His service in the American Revolution is summed up by a local historian: "He was a man of resolute purpose, magnetic, with a vigorous intellect and a commanding presence. When one considers how he gathered up men from this section drilled them into soldiers, and fought them like veterans against the British, he is in a class by himself, and should be forever honored as the highest type of patriot in the wilds of the forest primeval. He died in 1801, and was buried at Poplar Grove in Patrick. To his descendants, he left his sword brought back from Yorktown, and a name that will be cherished by his countrymen through the ages."

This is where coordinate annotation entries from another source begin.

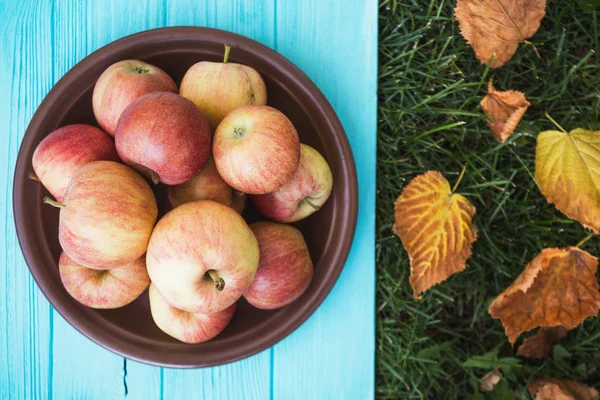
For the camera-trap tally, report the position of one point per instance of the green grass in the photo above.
(430, 86)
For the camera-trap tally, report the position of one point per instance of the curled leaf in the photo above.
(496, 27)
(558, 287)
(504, 111)
(540, 345)
(490, 380)
(436, 229)
(561, 389)
(567, 170)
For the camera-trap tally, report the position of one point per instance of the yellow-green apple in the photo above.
(60, 154)
(164, 136)
(256, 149)
(107, 215)
(121, 84)
(303, 194)
(202, 256)
(285, 268)
(207, 185)
(104, 288)
(186, 326)
(219, 88)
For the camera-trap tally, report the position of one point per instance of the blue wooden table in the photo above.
(330, 356)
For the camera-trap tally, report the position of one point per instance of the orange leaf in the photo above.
(567, 170)
(558, 287)
(504, 111)
(496, 27)
(562, 389)
(435, 228)
(490, 380)
(540, 345)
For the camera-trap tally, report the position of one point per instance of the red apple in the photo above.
(186, 326)
(121, 84)
(285, 269)
(303, 194)
(97, 288)
(107, 215)
(256, 149)
(60, 154)
(202, 256)
(207, 185)
(164, 136)
(219, 88)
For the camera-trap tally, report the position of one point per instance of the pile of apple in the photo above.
(213, 141)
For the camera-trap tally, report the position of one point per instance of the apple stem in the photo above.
(33, 177)
(226, 56)
(53, 203)
(217, 280)
(313, 205)
(154, 177)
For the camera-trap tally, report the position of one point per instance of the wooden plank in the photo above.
(332, 355)
(44, 356)
(25, 315)
(83, 369)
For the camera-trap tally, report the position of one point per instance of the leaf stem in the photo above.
(556, 123)
(462, 174)
(582, 242)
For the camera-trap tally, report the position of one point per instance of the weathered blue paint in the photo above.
(332, 354)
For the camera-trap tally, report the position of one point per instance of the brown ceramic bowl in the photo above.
(130, 331)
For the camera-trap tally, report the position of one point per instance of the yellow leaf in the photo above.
(557, 288)
(436, 229)
(567, 170)
(496, 27)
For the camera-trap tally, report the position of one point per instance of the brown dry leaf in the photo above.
(436, 229)
(496, 27)
(561, 389)
(490, 380)
(567, 170)
(558, 287)
(540, 345)
(504, 111)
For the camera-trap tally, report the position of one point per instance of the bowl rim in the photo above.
(144, 354)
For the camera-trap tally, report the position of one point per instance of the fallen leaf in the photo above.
(558, 287)
(436, 229)
(540, 345)
(490, 380)
(561, 389)
(496, 27)
(567, 170)
(504, 111)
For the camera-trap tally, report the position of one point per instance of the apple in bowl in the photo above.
(165, 137)
(121, 84)
(186, 326)
(60, 155)
(207, 185)
(219, 88)
(303, 194)
(202, 256)
(285, 268)
(256, 149)
(104, 288)
(107, 215)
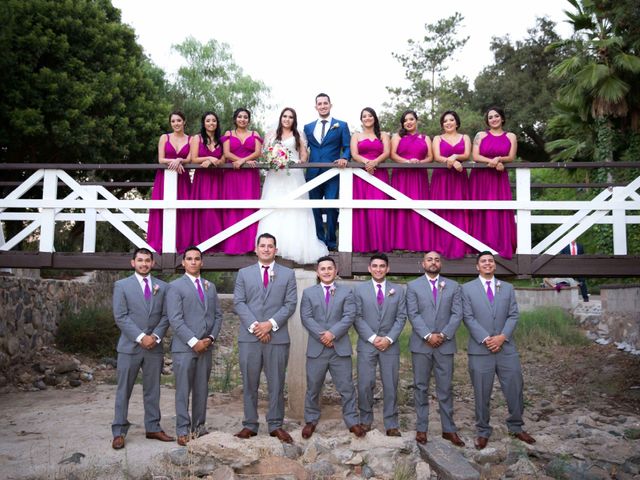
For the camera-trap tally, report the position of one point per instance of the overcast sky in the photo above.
(341, 47)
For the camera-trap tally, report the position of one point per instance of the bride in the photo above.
(294, 229)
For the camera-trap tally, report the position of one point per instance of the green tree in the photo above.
(211, 80)
(519, 81)
(76, 85)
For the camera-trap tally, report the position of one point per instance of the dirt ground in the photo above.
(65, 433)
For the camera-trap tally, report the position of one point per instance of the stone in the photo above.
(447, 462)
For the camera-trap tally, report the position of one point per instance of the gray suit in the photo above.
(134, 315)
(443, 316)
(189, 317)
(337, 317)
(384, 321)
(484, 319)
(255, 303)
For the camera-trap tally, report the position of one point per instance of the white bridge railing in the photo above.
(617, 206)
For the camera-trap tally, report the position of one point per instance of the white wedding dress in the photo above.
(294, 229)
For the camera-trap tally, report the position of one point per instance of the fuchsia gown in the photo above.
(183, 217)
(370, 226)
(448, 184)
(207, 185)
(242, 184)
(496, 228)
(411, 231)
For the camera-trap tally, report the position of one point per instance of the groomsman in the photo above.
(435, 311)
(195, 317)
(491, 315)
(139, 311)
(264, 297)
(329, 141)
(380, 317)
(327, 311)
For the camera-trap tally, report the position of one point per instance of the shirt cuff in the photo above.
(274, 325)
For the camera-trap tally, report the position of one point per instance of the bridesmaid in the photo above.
(451, 148)
(173, 151)
(371, 147)
(206, 149)
(412, 231)
(241, 146)
(495, 147)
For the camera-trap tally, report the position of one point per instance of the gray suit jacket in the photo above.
(387, 321)
(254, 303)
(188, 316)
(337, 317)
(134, 316)
(484, 319)
(427, 317)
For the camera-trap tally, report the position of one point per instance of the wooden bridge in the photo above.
(48, 196)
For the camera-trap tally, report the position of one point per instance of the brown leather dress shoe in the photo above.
(523, 436)
(453, 438)
(245, 433)
(481, 442)
(281, 435)
(308, 430)
(118, 442)
(163, 437)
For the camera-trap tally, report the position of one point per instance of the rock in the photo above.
(447, 461)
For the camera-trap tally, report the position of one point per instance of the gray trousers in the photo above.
(367, 363)
(128, 367)
(254, 356)
(192, 374)
(482, 369)
(442, 367)
(340, 369)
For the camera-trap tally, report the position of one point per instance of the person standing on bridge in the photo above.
(490, 312)
(140, 313)
(265, 296)
(196, 318)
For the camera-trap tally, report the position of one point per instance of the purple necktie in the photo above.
(200, 292)
(489, 291)
(147, 290)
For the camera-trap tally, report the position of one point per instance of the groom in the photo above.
(329, 143)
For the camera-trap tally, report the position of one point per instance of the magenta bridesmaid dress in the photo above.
(410, 230)
(370, 226)
(207, 185)
(183, 216)
(242, 184)
(448, 184)
(496, 228)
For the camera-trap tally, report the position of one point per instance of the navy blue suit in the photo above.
(334, 146)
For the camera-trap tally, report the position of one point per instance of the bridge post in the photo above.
(296, 370)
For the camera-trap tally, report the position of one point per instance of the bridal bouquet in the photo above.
(277, 157)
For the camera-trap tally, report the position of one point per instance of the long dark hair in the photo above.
(402, 132)
(203, 131)
(294, 126)
(376, 122)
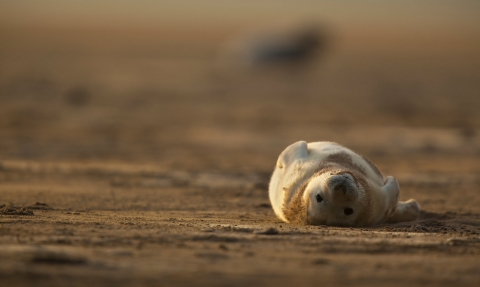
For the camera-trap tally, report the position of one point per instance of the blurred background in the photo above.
(229, 84)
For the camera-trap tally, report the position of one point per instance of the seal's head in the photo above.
(330, 198)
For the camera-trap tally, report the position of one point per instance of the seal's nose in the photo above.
(341, 187)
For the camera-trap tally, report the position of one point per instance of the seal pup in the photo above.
(324, 183)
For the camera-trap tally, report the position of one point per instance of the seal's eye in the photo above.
(348, 211)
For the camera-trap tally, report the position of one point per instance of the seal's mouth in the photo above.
(342, 186)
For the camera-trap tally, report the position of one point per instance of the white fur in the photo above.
(298, 163)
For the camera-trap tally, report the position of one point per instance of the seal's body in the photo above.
(324, 183)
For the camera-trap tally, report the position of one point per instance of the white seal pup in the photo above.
(324, 183)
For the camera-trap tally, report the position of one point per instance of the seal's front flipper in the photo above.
(406, 211)
(292, 153)
(391, 189)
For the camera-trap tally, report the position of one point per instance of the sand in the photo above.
(128, 158)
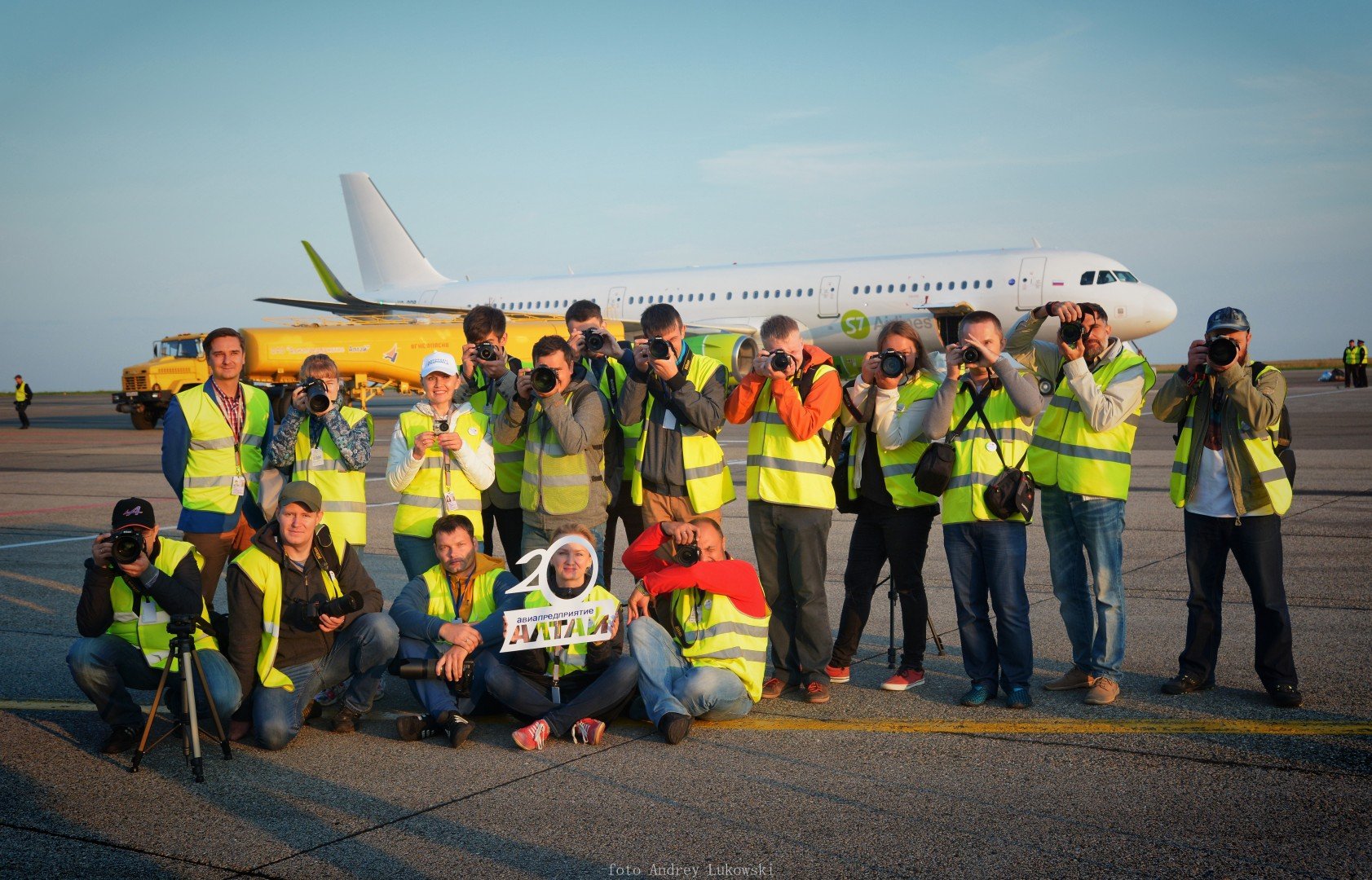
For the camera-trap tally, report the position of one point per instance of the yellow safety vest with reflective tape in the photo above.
(785, 470)
(1068, 454)
(898, 466)
(1257, 446)
(574, 655)
(140, 620)
(717, 634)
(265, 574)
(213, 460)
(709, 486)
(343, 490)
(421, 500)
(977, 462)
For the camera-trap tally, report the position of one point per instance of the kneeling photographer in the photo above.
(697, 627)
(135, 583)
(446, 617)
(302, 617)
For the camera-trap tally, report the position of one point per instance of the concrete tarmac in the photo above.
(873, 783)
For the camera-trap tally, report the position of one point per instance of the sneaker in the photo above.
(1073, 680)
(1102, 693)
(839, 675)
(903, 680)
(532, 737)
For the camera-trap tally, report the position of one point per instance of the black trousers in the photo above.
(902, 536)
(1255, 543)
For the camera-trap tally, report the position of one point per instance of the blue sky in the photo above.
(161, 162)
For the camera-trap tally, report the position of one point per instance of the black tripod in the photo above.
(187, 721)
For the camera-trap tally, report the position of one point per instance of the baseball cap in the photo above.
(438, 362)
(134, 512)
(1227, 319)
(303, 494)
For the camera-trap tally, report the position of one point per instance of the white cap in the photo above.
(438, 362)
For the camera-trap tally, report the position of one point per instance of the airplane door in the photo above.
(829, 297)
(1030, 281)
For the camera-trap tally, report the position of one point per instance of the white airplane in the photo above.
(840, 305)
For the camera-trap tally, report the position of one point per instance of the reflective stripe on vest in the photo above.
(343, 490)
(1068, 454)
(144, 624)
(785, 470)
(709, 484)
(1257, 446)
(213, 461)
(421, 500)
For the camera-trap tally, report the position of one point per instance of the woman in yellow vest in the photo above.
(887, 413)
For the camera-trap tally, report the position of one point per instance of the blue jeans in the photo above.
(360, 651)
(106, 667)
(671, 684)
(1092, 613)
(988, 558)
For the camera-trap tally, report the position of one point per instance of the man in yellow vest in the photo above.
(450, 613)
(122, 617)
(1233, 491)
(697, 628)
(331, 452)
(792, 402)
(1080, 457)
(986, 418)
(213, 439)
(303, 616)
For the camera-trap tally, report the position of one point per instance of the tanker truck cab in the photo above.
(177, 363)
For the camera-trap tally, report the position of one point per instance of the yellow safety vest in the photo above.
(898, 466)
(1257, 446)
(976, 465)
(709, 484)
(343, 490)
(142, 623)
(1068, 454)
(265, 574)
(214, 460)
(574, 655)
(421, 500)
(785, 470)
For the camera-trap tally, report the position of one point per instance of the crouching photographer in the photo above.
(697, 627)
(135, 583)
(303, 617)
(446, 617)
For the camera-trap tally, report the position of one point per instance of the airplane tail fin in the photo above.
(386, 254)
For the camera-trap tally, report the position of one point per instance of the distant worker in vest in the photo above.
(487, 385)
(562, 422)
(986, 416)
(594, 680)
(792, 402)
(303, 616)
(697, 627)
(1082, 457)
(1233, 490)
(600, 359)
(678, 402)
(213, 440)
(331, 451)
(122, 617)
(441, 461)
(885, 406)
(22, 398)
(450, 614)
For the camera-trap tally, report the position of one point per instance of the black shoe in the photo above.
(1286, 697)
(1185, 684)
(121, 739)
(674, 727)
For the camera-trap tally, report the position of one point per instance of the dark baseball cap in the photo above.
(134, 512)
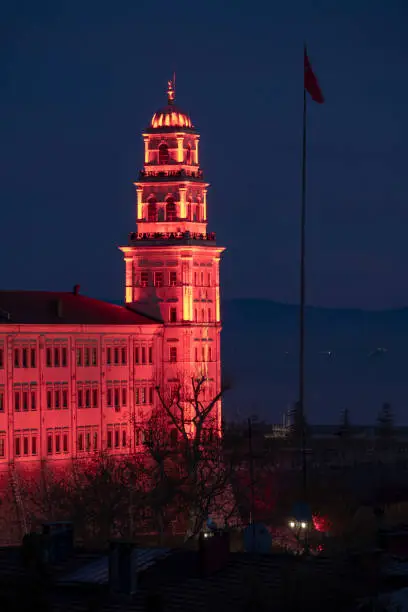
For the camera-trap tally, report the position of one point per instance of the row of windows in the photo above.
(158, 279)
(57, 356)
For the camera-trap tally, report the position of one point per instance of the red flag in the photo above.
(311, 84)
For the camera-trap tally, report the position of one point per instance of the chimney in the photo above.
(123, 568)
(214, 548)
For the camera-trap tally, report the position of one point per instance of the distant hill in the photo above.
(260, 358)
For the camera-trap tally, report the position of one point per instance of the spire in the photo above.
(171, 90)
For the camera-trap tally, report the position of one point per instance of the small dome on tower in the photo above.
(170, 115)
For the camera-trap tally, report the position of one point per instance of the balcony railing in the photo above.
(171, 236)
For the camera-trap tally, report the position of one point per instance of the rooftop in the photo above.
(64, 308)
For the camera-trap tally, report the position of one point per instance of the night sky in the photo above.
(81, 79)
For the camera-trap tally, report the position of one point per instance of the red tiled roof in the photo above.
(59, 308)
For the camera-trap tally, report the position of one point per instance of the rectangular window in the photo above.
(17, 401)
(144, 279)
(79, 356)
(158, 279)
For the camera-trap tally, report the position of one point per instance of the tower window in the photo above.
(158, 279)
(152, 211)
(163, 154)
(171, 210)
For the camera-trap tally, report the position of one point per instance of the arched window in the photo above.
(163, 154)
(152, 210)
(171, 210)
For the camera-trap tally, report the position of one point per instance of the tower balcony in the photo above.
(186, 174)
(172, 238)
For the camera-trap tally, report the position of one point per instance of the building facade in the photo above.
(78, 375)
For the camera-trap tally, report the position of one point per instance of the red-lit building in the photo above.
(78, 375)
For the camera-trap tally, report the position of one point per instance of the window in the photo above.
(144, 279)
(87, 439)
(56, 355)
(163, 154)
(87, 355)
(116, 396)
(171, 210)
(87, 395)
(158, 279)
(116, 436)
(152, 210)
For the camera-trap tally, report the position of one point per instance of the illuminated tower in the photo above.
(172, 262)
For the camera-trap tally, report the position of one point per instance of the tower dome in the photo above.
(171, 115)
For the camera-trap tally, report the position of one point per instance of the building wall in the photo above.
(66, 391)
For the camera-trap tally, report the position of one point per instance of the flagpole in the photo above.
(302, 289)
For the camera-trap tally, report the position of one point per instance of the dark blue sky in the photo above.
(81, 79)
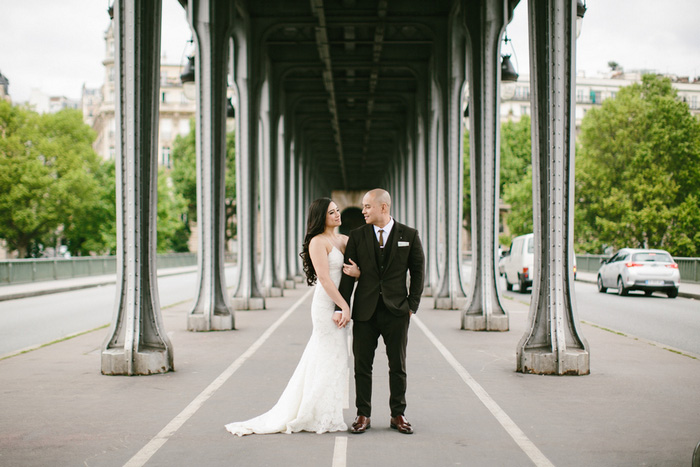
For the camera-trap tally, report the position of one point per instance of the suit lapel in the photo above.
(396, 234)
(370, 241)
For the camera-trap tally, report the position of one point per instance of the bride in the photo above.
(313, 399)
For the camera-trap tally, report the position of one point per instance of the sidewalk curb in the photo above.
(693, 296)
(69, 288)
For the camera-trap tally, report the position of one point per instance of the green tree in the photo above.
(638, 172)
(47, 179)
(173, 231)
(515, 185)
(184, 176)
(516, 174)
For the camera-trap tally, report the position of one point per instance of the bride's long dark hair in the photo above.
(315, 225)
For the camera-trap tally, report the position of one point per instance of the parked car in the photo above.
(637, 269)
(518, 263)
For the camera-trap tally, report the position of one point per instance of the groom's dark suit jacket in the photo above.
(403, 252)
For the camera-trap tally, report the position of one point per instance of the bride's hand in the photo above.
(351, 270)
(344, 318)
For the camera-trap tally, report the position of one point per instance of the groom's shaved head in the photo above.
(380, 196)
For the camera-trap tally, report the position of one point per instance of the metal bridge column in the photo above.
(553, 344)
(137, 343)
(453, 296)
(268, 186)
(247, 295)
(484, 311)
(209, 21)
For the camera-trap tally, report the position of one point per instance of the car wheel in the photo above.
(601, 289)
(621, 290)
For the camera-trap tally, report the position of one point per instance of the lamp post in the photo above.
(580, 12)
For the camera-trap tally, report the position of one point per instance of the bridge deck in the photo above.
(639, 405)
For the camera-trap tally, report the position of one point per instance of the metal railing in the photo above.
(688, 267)
(18, 271)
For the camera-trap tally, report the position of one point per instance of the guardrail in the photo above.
(688, 267)
(18, 271)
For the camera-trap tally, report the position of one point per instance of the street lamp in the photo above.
(580, 12)
(187, 78)
(508, 73)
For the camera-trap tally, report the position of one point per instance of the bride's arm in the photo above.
(319, 258)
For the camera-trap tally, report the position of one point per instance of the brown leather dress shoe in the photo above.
(360, 425)
(400, 423)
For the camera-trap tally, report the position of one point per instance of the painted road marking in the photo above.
(537, 457)
(176, 423)
(340, 451)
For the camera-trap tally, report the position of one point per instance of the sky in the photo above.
(58, 46)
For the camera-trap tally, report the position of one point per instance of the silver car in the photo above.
(635, 269)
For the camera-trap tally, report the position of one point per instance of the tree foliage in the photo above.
(184, 176)
(638, 172)
(516, 174)
(48, 184)
(55, 190)
(515, 186)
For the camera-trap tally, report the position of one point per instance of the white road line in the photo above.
(340, 451)
(537, 457)
(176, 423)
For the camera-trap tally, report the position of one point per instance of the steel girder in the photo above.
(210, 23)
(553, 344)
(484, 311)
(137, 343)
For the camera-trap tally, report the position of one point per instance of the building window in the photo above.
(165, 157)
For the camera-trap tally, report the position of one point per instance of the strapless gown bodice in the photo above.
(317, 391)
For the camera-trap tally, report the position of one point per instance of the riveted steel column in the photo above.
(453, 296)
(432, 156)
(268, 187)
(247, 295)
(553, 344)
(422, 210)
(484, 311)
(210, 22)
(137, 343)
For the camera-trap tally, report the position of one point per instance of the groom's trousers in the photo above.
(394, 332)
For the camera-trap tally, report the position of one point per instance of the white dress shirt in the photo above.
(387, 230)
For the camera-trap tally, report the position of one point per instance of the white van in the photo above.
(518, 263)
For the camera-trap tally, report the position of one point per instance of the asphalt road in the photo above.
(671, 322)
(29, 322)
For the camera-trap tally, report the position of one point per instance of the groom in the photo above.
(384, 250)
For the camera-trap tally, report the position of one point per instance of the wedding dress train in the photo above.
(314, 397)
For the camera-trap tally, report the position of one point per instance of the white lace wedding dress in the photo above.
(314, 397)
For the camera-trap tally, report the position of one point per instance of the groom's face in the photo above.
(371, 209)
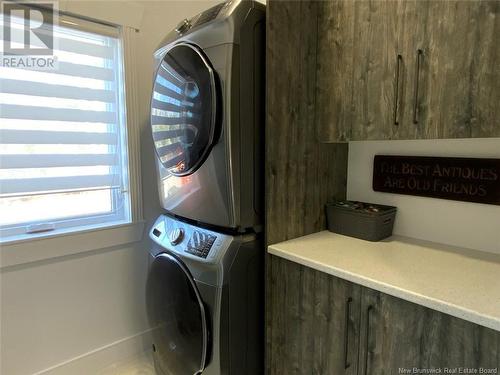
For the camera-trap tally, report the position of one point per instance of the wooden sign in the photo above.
(461, 179)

The Daughters of the American Revolution have given him the Ancestor Number: A088474 in recognition of his service.

==Legacy==
There is a historical marker placed by the Virginia Department of Historical Resources at Patrick Springs, Virginia. It reads: "Col. Abram Penn, 1743-1801. 200 yards south is "Poplar Grove," Penn's old home and burial place. At age 21 he "won his spurs" leading a company under General Lewis at Point Pleasant. During 1780-81 he organized the first Revolutionary troops from Henry and adjoining counties, and led his regiment to aid General Greene in the Battle of Guilford Court House and the Battle of Eutaw Springs. He helped organize Patrick County."

The Patrick County chapter of the Daughters of the American Revolution in Stuart, Virginia, is named in his honor.

The unincorporated community of Penn's Store is named for Col. Penn and his descendants. The Abram Penn Highway in Patrick County is also named for Col. Penn, who died in 1801.